We investigate two research questions: (1) how do machine translation (MT) and diacritization influence the performance of each other in a multi-task learning setting (2) the effect of keeping (vs. removing) diacritics on MT performance. We examine these two questions in both high-resource (HR) and low-resource (LR) settings across 55 different languages (36 African languages and 19 European languages). For (1), results show that diacritization significantly benefits MT in the LR scenario, doubling or even tripling performance for some languages, but harms MT in the HR scenario. We find that MT harms diacritization in LR but benefits significantly in HR for some languages. For (2), MT performance is similar regardless of diacritics being kept or removed. In addition, we propose two classes of metrics to measure the complexity of a diacritical system, finding these metrics to correlate positively with the performance of our diacritization models. Overall, our work provides insights for developing MT and diacritization systems under different data size conditions and may have implications that generalize beyond the 55 languages we investigate.
Paper Structure (22 sections, 12 figures, 14 tables)

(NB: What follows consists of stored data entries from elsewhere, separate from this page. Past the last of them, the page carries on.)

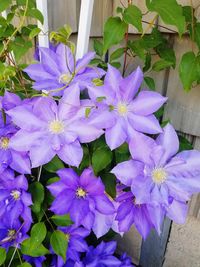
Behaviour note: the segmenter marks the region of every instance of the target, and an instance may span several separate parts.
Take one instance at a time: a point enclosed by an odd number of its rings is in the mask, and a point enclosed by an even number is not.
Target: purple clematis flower
[[[49,97],[39,97],[32,105],[24,104],[8,111],[20,130],[10,140],[17,151],[30,151],[32,167],[48,163],[57,154],[71,166],[82,160],[81,143],[103,134],[85,119],[78,85],[66,91],[59,104]]]
[[[31,257],[31,256],[23,255],[23,259],[26,262],[33,264],[35,267],[42,267],[42,263],[46,260],[46,257],[45,256]]]
[[[31,164],[27,152],[19,152],[9,145],[10,139],[18,129],[13,124],[0,125],[0,173],[7,167],[18,173],[31,173]]]
[[[177,154],[178,149],[177,134],[168,124],[155,141],[147,136],[133,136],[130,143],[133,160],[112,170],[123,184],[131,186],[137,204],[162,204],[177,220],[175,207],[185,214],[186,201],[200,191],[200,152]]]
[[[135,225],[144,239],[153,228],[160,234],[164,211],[159,205],[137,205],[134,195],[131,192],[123,191],[118,195],[116,201],[120,203],[115,218],[119,222],[120,231],[127,232],[132,225]]]
[[[9,216],[4,216],[0,220],[0,246],[6,250],[19,247],[28,238],[27,231],[24,222],[21,223],[19,219],[10,220]]]
[[[120,257],[120,260],[122,261],[120,267],[134,267],[132,264],[131,258],[126,255],[126,253],[123,253]]]
[[[96,100],[99,106],[99,111],[94,112],[91,120],[98,127],[106,128],[106,142],[111,149],[129,141],[137,132],[162,132],[153,113],[167,98],[156,92],[138,93],[142,81],[143,73],[139,67],[128,77],[122,78],[117,69],[108,65],[104,85],[88,87],[90,98]]]
[[[83,259],[83,266],[87,267],[119,267],[121,261],[113,256],[116,250],[116,242],[101,242],[96,248],[89,247],[85,258]]]
[[[30,205],[31,195],[27,193],[28,182],[24,175],[10,177],[4,172],[0,175],[0,220],[4,216],[9,217],[11,225],[21,218],[24,220],[24,228],[30,228],[32,217]]]
[[[5,92],[1,98],[0,109],[8,111],[21,104],[21,99],[12,93]],[[0,114],[0,173],[7,167],[19,173],[30,173],[30,159],[26,152],[18,152],[10,148],[10,138],[18,131],[17,127],[12,123],[11,118],[4,114]]]
[[[73,262],[80,261],[80,254],[86,252],[88,250],[88,245],[84,240],[90,234],[90,231],[83,227],[59,227],[60,231],[64,232],[68,239],[68,249],[67,249],[67,260],[71,260]],[[57,257],[57,267],[65,266],[63,259],[58,256]],[[68,266],[68,265],[66,265]]]
[[[104,71],[89,67],[95,53],[89,52],[75,63],[69,47],[59,44],[54,52],[49,48],[39,48],[41,62],[28,66],[24,71],[34,80],[35,90],[46,90],[53,95],[62,95],[69,85],[78,83],[81,89],[91,84],[91,80],[101,78]]]
[[[106,215],[115,212],[104,193],[101,179],[94,176],[92,169],[85,169],[80,177],[72,169],[62,169],[57,173],[61,179],[48,186],[55,197],[50,208],[54,213],[69,213],[76,226],[91,229],[96,210]]]

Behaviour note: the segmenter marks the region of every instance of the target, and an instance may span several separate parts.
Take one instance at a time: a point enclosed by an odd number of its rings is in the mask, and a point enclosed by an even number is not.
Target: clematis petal
[[[76,73],[80,74],[84,72],[87,65],[95,57],[95,52],[88,52],[82,58],[78,59],[76,62]]]
[[[137,115],[147,116],[158,110],[166,101],[167,97],[163,97],[159,93],[141,91],[129,108]]]
[[[120,88],[123,92],[123,99],[131,101],[138,92],[143,81],[143,72],[140,67],[131,73],[128,77],[124,78],[120,83]]]
[[[142,162],[128,160],[117,164],[117,166],[111,170],[111,173],[115,174],[121,183],[131,186],[133,179],[141,175],[143,169],[144,164]]]
[[[13,160],[10,164],[10,167],[12,169],[16,170],[19,173],[31,173],[30,159],[28,158],[27,154],[12,150],[11,155]]]
[[[184,202],[173,200],[167,209],[167,216],[175,223],[184,224],[188,213],[188,205]]]
[[[65,163],[78,167],[83,158],[83,149],[78,141],[71,144],[65,144],[57,151],[59,158]]]
[[[95,197],[95,205],[96,209],[103,214],[110,215],[115,212],[112,202],[104,195]]]

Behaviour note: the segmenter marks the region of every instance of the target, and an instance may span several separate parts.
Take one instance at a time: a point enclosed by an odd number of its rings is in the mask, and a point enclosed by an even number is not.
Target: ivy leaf
[[[31,257],[40,257],[49,254],[49,250],[46,249],[42,244],[33,247],[30,238],[24,240],[21,245],[21,251],[24,255]]]
[[[193,82],[198,79],[198,62],[194,52],[187,52],[182,56],[179,65],[179,76],[184,90],[188,92]]]
[[[39,33],[41,32],[41,29],[40,28],[34,28],[31,30],[31,32],[29,33],[29,38],[32,39],[34,38],[35,36],[37,36]]]
[[[15,40],[10,44],[11,50],[15,55],[15,60],[18,62],[28,50],[33,46],[31,41],[24,40],[22,37],[17,36]]]
[[[182,6],[176,0],[146,0],[149,11],[157,12],[164,23],[174,25],[182,35],[185,32],[185,17]]]
[[[18,265],[17,267],[32,267],[32,265],[30,265],[28,262],[24,262],[24,263]]]
[[[161,71],[163,69],[169,68],[171,66],[173,66],[174,63],[170,62],[170,61],[166,61],[164,59],[158,60],[157,62],[155,62],[152,66],[152,69],[154,71]]]
[[[200,22],[196,23],[194,27],[194,41],[200,49]]]
[[[116,177],[112,173],[103,173],[101,179],[105,185],[106,192],[112,197],[116,197]]]
[[[102,42],[94,39],[94,51],[96,52],[96,54],[100,57],[103,56],[103,44]]]
[[[67,247],[68,247],[68,240],[66,235],[56,230],[51,235],[50,239],[51,246],[54,252],[63,258],[63,261],[66,262],[66,254],[67,254]]]
[[[149,89],[151,89],[153,91],[156,90],[156,85],[155,85],[154,79],[152,79],[149,76],[146,76],[146,77],[144,77],[144,81],[145,81],[146,85],[149,87]]]
[[[110,61],[120,58],[124,54],[124,48],[118,48],[110,55]]]
[[[12,3],[12,0],[1,0],[0,1],[0,12],[6,10],[11,3]]]
[[[112,152],[108,147],[97,148],[92,155],[92,166],[95,174],[105,169],[112,161]]]
[[[142,40],[129,41],[128,47],[135,53],[139,58],[145,60],[146,49],[144,48]]]
[[[178,139],[179,139],[179,152],[193,149],[192,144],[184,136],[179,135]]]
[[[0,265],[2,265],[5,260],[6,260],[6,250],[4,248],[0,248]]]
[[[31,209],[34,213],[39,213],[41,211],[41,204],[44,201],[44,186],[39,182],[34,182],[30,185],[29,191],[33,200]]]
[[[48,172],[55,173],[59,169],[63,169],[65,165],[63,164],[62,160],[59,159],[58,156],[55,156],[49,163],[44,165],[45,170]]]
[[[151,67],[151,54],[147,53],[145,58],[145,65],[143,67],[143,72],[148,71],[150,67]]]
[[[39,20],[42,24],[44,23],[44,17],[40,10],[38,10],[37,8],[28,9],[26,15]]]
[[[103,52],[115,44],[118,44],[123,38],[127,30],[127,24],[119,17],[109,18],[104,25],[103,33]]]
[[[129,5],[123,13],[123,19],[127,24],[132,24],[139,32],[142,32],[142,12],[135,5]]]
[[[31,229],[31,240],[32,245],[37,246],[37,244],[42,243],[47,234],[46,226],[43,222],[39,222],[33,225]]]
[[[70,219],[69,214],[53,215],[51,219],[57,226],[69,226],[73,224],[72,220]]]

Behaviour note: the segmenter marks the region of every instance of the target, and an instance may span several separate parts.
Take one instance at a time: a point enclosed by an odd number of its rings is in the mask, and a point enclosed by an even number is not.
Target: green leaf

This paper contains 22 sections, 12 figures, 14 tables.

Figures (12)

  • Figure 1: Illustration of our experimental setup, taking a Swedish datapoint 'tack så mycket.' (thank you very much.) as an example. To answer our (RQs), we develop four types of models: three single-task models OnlyMTdia (trained to translate with diacritized source), OnlyMTundia (trained to translate with undiacritized source), and OnlyDia (trained to diacritize); and one multi-task model DiaMT (trained to translate and diacritize simultaneously).
  • Figure 2: Percentage change of the BLEU/DER/WER averages among languages in each train size. $pc(m1, m2)$ is the percentage change of the metric values produced by model $1$ (m1) over model $2$ (m2) with $pc(m1, m2) = (m1-m2)/m1$. We indicate the research question each line addresses in the legends. Left column: African languages. Right column: European languages. Top row: BLEU scores. Bottom row: DER and WER.
  • Figure 3: A guideline for training strategies under different data size conditions for diacritization (Dia) and/or machine translation (MT) derived by approaching RQ1a and RQ1b under different train sizes.
  • Figure 4: Differences of average BLEU scores between OnlyMTdia and OnlyMTundia for three different groups of diacritical functions (lex only, gra only and lex+gra) for European languages at different train sizes.
  • Figure C.1: BLEU comparison between DiaMT and OnlyMTundia for 36 African languages to English pairs.